Some people compute an “Impact” metric, based on the amount of code in the changes, the severity of those changes and the number of files that the changes affected. The overall goal is to offer an improvement on the LoC. The issue is you still don’t know the actual content within those lines of code. So the “Impact” metric should be used in the same way as LoC. Indeed, the one-line bug fix example mentioned above still doesn’t work, as many other real-life examples show.
This is a hard question. Anything related to lines of code can’t be linked with actual developer productivity. You could use it as a secondary way to check if somebody is stuck and then to initiate conversations to help those people, but that’s it. You should NOT use it to measure velocity, even across time.

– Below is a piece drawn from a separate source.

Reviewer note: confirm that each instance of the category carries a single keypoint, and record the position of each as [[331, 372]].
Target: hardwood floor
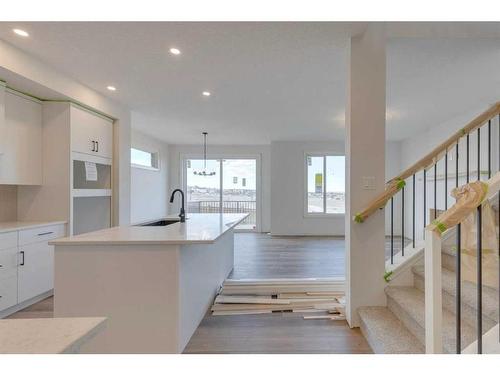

Code Churn is really useful only when its level unexpectedly moves materially above or below the individual’s or team’s ‘normal’. In that case, it may show a problem you should concern yourself with, especially nearing a deadline as the project may be at risk.
Even though it’s very hard to compute actual refactoring, having some indicator and tracking its trend is very helpful for you to ensure you understand the team’s ‘normal’ and that you put enough effort on refactoring, which is essential for any software.
One way to understand your team’s code effort is to measure code churn, refactoring and new work. Keeping an eye on this trend over time will help you understand your team’s actual code focus. Depending on the stage of your project, the breakdown between those 3 metrics will make sense or not.a
Those metrics show performance of your team processes and software development workflow. These indicators are not the output of the engineering team, but are indicators showing the health of your team’s collaboration, which will directly impact the output.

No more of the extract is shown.